Wednesday, January 30, 2013

Lent Is Closing In


Lent is bearing down on us. February 13th is Ash Wednesday and that’s two weeks from today. Most of us know something about Lent. We know it seems to start with Fat Tuesday, which is literally what Mardi Gras means. Then on the next day, Ash Wednesday, many of us will have a cross of ashes stroked on our foreheads sometime during a painfully penitential service. Lots of us will “give up something,” that is, deprive ourselves of something we enjoy for forty days. Some of us will “take on a Lenten discipline,” that is, we’ll begin doing something that is good for us and/or for others. But, as I’ve thought about it and observed others, I’ve come to the conclusion that Lent isn’t a very important part of spirituality for many of us.
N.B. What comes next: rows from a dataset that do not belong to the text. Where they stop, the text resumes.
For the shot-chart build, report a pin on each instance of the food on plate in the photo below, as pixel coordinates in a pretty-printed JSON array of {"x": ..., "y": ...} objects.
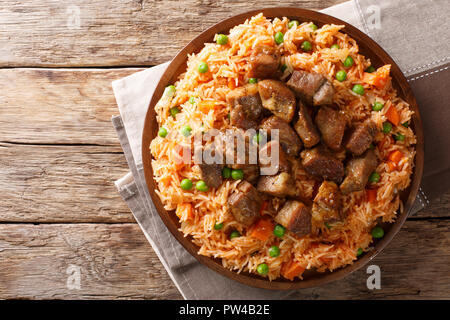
[{"x": 325, "y": 152}]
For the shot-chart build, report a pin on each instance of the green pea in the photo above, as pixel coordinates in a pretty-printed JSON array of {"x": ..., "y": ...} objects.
[
  {"x": 306, "y": 46},
  {"x": 377, "y": 106},
  {"x": 186, "y": 184},
  {"x": 226, "y": 172},
  {"x": 170, "y": 91},
  {"x": 262, "y": 269},
  {"x": 174, "y": 111},
  {"x": 278, "y": 37},
  {"x": 222, "y": 39},
  {"x": 235, "y": 234},
  {"x": 348, "y": 62},
  {"x": 387, "y": 127},
  {"x": 293, "y": 23},
  {"x": 370, "y": 69},
  {"x": 279, "y": 230},
  {"x": 341, "y": 75},
  {"x": 358, "y": 89},
  {"x": 203, "y": 67},
  {"x": 237, "y": 174},
  {"x": 186, "y": 131},
  {"x": 374, "y": 177},
  {"x": 201, "y": 186},
  {"x": 274, "y": 251},
  {"x": 377, "y": 232},
  {"x": 162, "y": 132}
]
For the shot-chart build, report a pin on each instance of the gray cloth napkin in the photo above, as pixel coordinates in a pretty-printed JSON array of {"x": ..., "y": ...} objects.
[{"x": 415, "y": 33}]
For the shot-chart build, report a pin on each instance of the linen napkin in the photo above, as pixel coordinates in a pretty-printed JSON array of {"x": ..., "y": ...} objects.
[{"x": 414, "y": 33}]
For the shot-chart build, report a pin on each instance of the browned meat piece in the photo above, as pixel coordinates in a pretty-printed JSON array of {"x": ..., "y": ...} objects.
[
  {"x": 211, "y": 174},
  {"x": 361, "y": 137},
  {"x": 277, "y": 98},
  {"x": 313, "y": 88},
  {"x": 331, "y": 124},
  {"x": 296, "y": 217},
  {"x": 358, "y": 172},
  {"x": 327, "y": 203},
  {"x": 306, "y": 128},
  {"x": 268, "y": 159},
  {"x": 246, "y": 106},
  {"x": 280, "y": 185},
  {"x": 289, "y": 140},
  {"x": 245, "y": 203},
  {"x": 236, "y": 148},
  {"x": 264, "y": 62},
  {"x": 251, "y": 172},
  {"x": 320, "y": 162}
]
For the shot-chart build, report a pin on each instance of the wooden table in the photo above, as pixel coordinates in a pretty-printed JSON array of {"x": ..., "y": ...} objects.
[{"x": 59, "y": 156}]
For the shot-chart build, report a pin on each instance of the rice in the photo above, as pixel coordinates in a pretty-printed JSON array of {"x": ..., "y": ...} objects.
[{"x": 328, "y": 249}]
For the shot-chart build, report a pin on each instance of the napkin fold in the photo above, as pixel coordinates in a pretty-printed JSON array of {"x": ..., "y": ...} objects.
[{"x": 414, "y": 33}]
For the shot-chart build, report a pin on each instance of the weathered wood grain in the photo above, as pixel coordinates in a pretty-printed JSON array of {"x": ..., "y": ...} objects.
[
  {"x": 112, "y": 33},
  {"x": 61, "y": 184},
  {"x": 117, "y": 262},
  {"x": 58, "y": 106},
  {"x": 71, "y": 107}
]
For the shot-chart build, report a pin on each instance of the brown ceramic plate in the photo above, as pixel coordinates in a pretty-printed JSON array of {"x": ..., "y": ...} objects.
[{"x": 368, "y": 48}]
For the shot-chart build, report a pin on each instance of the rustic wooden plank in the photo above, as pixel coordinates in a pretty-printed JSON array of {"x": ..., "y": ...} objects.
[
  {"x": 117, "y": 262},
  {"x": 58, "y": 106},
  {"x": 69, "y": 106},
  {"x": 61, "y": 184},
  {"x": 112, "y": 33}
]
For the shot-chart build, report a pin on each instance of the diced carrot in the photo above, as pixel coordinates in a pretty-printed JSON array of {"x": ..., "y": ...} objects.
[
  {"x": 264, "y": 207},
  {"x": 231, "y": 84},
  {"x": 371, "y": 195},
  {"x": 185, "y": 210},
  {"x": 395, "y": 156},
  {"x": 378, "y": 78},
  {"x": 206, "y": 105},
  {"x": 292, "y": 269},
  {"x": 393, "y": 116},
  {"x": 392, "y": 166},
  {"x": 262, "y": 230}
]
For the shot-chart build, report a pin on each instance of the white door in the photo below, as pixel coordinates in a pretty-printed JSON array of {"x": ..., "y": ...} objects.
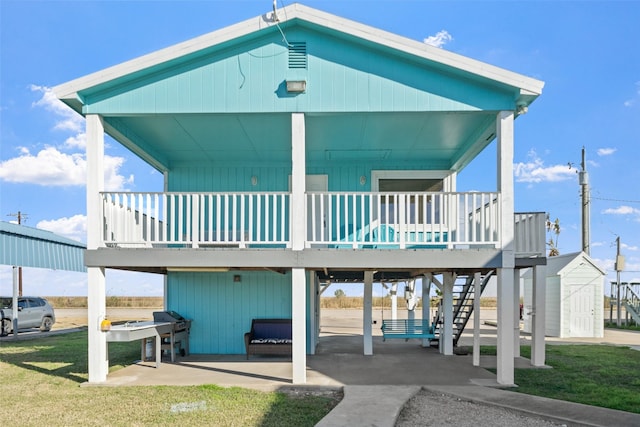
[
  {"x": 316, "y": 221},
  {"x": 582, "y": 311}
]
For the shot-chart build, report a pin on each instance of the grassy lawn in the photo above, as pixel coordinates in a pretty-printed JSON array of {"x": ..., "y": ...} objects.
[
  {"x": 41, "y": 386},
  {"x": 597, "y": 375}
]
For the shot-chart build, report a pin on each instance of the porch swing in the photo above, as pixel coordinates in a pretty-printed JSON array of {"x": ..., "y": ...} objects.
[{"x": 408, "y": 328}]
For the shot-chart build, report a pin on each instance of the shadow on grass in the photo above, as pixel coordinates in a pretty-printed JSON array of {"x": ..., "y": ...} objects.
[{"x": 64, "y": 356}]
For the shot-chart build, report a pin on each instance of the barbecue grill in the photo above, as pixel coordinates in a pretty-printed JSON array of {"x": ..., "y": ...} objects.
[{"x": 178, "y": 336}]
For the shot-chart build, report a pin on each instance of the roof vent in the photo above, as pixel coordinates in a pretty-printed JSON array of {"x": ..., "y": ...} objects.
[{"x": 297, "y": 55}]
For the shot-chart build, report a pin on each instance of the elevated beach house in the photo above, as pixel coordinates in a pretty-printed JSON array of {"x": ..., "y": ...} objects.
[{"x": 301, "y": 148}]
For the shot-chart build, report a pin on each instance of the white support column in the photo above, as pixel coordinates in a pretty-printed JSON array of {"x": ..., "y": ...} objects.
[
  {"x": 505, "y": 275},
  {"x": 298, "y": 185},
  {"x": 14, "y": 302},
  {"x": 538, "y": 327},
  {"x": 426, "y": 305},
  {"x": 299, "y": 323},
  {"x": 505, "y": 329},
  {"x": 446, "y": 338},
  {"x": 98, "y": 359},
  {"x": 516, "y": 313},
  {"x": 477, "y": 285},
  {"x": 313, "y": 309},
  {"x": 96, "y": 312},
  {"x": 394, "y": 301},
  {"x": 367, "y": 318}
]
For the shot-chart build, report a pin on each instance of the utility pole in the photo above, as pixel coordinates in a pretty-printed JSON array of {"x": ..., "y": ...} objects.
[
  {"x": 619, "y": 268},
  {"x": 19, "y": 215},
  {"x": 583, "y": 178}
]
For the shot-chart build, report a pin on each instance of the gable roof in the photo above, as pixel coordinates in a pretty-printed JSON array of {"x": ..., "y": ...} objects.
[
  {"x": 529, "y": 88},
  {"x": 557, "y": 265}
]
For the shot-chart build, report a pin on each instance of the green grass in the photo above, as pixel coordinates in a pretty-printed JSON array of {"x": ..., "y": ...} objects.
[
  {"x": 628, "y": 327},
  {"x": 41, "y": 383},
  {"x": 596, "y": 375}
]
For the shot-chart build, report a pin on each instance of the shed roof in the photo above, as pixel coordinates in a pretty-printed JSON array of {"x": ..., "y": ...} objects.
[
  {"x": 559, "y": 265},
  {"x": 31, "y": 247}
]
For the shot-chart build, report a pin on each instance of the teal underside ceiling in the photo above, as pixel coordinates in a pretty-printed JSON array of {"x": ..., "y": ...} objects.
[{"x": 229, "y": 104}]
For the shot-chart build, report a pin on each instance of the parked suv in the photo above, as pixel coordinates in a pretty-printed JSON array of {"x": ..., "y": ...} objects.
[{"x": 33, "y": 312}]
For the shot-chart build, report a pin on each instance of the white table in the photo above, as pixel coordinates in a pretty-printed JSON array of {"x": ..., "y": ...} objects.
[{"x": 133, "y": 331}]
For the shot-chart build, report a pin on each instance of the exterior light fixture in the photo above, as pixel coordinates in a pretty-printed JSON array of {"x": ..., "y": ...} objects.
[{"x": 296, "y": 86}]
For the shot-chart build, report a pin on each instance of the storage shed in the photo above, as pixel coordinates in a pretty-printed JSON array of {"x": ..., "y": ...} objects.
[{"x": 574, "y": 297}]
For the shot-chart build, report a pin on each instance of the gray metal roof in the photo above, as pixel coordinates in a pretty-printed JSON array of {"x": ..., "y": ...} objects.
[{"x": 30, "y": 247}]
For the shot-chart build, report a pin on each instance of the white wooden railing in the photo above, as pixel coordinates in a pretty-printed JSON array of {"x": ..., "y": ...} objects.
[
  {"x": 196, "y": 219},
  {"x": 334, "y": 219},
  {"x": 402, "y": 220}
]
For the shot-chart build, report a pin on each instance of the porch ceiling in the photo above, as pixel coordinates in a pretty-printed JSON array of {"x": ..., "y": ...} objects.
[{"x": 447, "y": 139}]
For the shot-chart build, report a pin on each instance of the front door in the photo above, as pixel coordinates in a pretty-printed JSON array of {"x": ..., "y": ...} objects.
[{"x": 582, "y": 311}]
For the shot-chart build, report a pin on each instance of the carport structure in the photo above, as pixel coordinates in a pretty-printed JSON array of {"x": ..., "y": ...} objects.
[{"x": 22, "y": 246}]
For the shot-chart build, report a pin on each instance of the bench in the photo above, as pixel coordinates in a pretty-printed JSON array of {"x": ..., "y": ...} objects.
[
  {"x": 407, "y": 328},
  {"x": 269, "y": 337}
]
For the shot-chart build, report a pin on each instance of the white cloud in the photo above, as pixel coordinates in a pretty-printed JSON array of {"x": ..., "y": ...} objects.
[
  {"x": 625, "y": 211},
  {"x": 51, "y": 167},
  {"x": 632, "y": 102},
  {"x": 74, "y": 228},
  {"x": 536, "y": 171},
  {"x": 440, "y": 39},
  {"x": 68, "y": 120},
  {"x": 606, "y": 151}
]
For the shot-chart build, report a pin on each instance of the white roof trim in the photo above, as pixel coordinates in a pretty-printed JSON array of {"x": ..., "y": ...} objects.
[{"x": 530, "y": 85}]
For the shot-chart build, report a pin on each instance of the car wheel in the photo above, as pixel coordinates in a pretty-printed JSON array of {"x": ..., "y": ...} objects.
[
  {"x": 47, "y": 323},
  {"x": 5, "y": 327}
]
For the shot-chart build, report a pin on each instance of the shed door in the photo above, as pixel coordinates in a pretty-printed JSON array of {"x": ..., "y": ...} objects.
[{"x": 582, "y": 311}]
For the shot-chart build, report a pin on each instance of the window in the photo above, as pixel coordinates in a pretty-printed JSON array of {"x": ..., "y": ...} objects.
[{"x": 419, "y": 208}]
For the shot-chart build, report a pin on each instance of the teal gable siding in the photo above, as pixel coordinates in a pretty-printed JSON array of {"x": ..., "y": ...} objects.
[
  {"x": 221, "y": 309},
  {"x": 250, "y": 77}
]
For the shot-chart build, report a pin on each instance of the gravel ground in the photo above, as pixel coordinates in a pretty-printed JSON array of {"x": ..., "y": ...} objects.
[{"x": 431, "y": 409}]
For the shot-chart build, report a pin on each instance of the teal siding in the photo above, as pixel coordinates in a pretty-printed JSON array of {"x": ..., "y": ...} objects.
[
  {"x": 221, "y": 309},
  {"x": 250, "y": 78}
]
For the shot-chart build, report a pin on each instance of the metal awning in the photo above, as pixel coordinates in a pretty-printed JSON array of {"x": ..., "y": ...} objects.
[{"x": 30, "y": 247}]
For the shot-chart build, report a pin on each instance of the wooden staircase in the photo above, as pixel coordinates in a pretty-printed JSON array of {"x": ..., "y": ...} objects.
[
  {"x": 631, "y": 300},
  {"x": 463, "y": 294}
]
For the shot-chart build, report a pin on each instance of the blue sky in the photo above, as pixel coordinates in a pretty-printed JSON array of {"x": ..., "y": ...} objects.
[{"x": 585, "y": 51}]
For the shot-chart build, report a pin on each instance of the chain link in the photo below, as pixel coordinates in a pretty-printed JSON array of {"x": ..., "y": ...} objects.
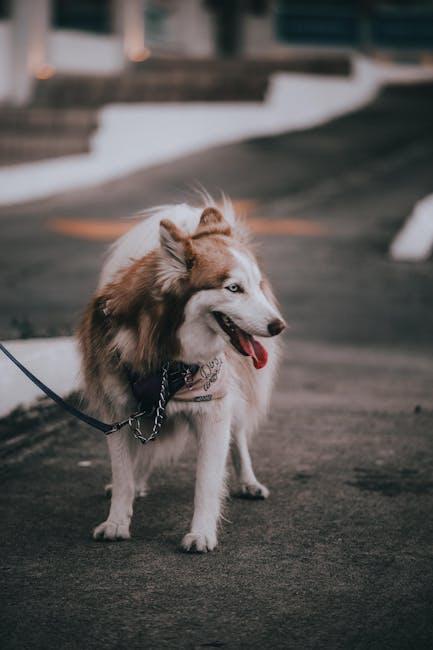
[{"x": 134, "y": 420}]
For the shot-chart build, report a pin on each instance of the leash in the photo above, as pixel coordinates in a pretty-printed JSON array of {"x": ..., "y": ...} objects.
[{"x": 133, "y": 420}]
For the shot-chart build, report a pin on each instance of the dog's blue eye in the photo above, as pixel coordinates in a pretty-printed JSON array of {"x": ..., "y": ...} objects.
[{"x": 234, "y": 288}]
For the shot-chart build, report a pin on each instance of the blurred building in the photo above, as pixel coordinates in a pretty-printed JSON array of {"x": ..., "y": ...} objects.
[{"x": 40, "y": 38}]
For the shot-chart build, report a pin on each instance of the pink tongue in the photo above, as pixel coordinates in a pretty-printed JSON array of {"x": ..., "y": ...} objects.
[{"x": 253, "y": 349}]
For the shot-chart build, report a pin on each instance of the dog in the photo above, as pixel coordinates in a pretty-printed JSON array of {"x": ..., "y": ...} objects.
[{"x": 182, "y": 288}]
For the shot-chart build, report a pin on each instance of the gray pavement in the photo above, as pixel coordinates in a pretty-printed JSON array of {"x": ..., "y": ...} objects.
[{"x": 340, "y": 556}]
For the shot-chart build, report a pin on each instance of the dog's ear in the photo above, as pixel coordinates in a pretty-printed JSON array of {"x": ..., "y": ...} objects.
[
  {"x": 212, "y": 222},
  {"x": 172, "y": 240},
  {"x": 177, "y": 247}
]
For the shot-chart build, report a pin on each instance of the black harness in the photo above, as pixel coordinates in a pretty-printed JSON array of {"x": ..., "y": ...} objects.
[{"x": 152, "y": 393}]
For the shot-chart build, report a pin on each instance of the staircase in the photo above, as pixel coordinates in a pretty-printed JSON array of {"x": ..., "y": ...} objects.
[
  {"x": 34, "y": 133},
  {"x": 63, "y": 113},
  {"x": 181, "y": 80}
]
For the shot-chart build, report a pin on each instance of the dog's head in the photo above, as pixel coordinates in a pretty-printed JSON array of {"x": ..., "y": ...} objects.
[{"x": 227, "y": 299}]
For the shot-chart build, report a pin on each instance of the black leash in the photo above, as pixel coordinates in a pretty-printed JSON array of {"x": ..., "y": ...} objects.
[{"x": 88, "y": 419}]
If I’m right about this, I think I know what’s going on and it’s not just one thing. Here are just two factors that occur to me. The first is that the whole idea of being penitent is a tough sell. I think most Christians think they are not that wicked in the first place. Our sense of what sin consists of seems limited to the “really bad stuff” which, of course, we don’t do. Consequently, if one doesn’t think of oneself as especially bad or sinful, then forty days of focus on being penitent seems pretty overblown. It probably seems as something left over from the more superstitious Middle Ages when demons lurked around every corner tempting us into sin.

Second, whether one gives up something or takes on something, discipline is required. Again, the notion of living a disciplined Christian life, for many people, is about fairly regular worship attendance. Maybe we read some kind of devotional literature like Forward Day by Day or the Upper Room, but I wonder how many of us do that every day. Never mind the discipline of regular Bible reading, frequent prayer, or service to others. We’re busy. We’re tired. We’re distracted. We can’t even make it to Christian formation classes where someone else is doing the heavy lifting for us, so being in charge of our own discipline is quite the challenge.

Okay, I could be completely wrong about all this. And the odds are, if you’re reading this blog, you are serious about your spiritual life and will take Lent pretty seriously. But just in case, may I suggest a simple, short discipline?  Between now and Ash Wednesday, set aside fifteen minutes in which you are going to do some self examination. Just ask this question: “Am I the kind of Christian I’d really like to be?” If the answer is “yes,” then relax and keep on keeping on. If the answer is “I’m not sure” or “no,” then consider making this year the year you “keep a holy Lent,” that is, that you make the effort during these forty days to consider what you need to keep doing, what you need to do more of, what you need to stop doing and what you need to start doing that will help you feel as if you, like Paul, “...press on toward the goal for the prize of the upward call of God in Christ Jesus.”

Peace, Jerry 

1 comment:

  1. thanks for the reminder to be prepared. Sometimes I think, as you said, it's what you add to your life rather than what you delete that makes all the difference.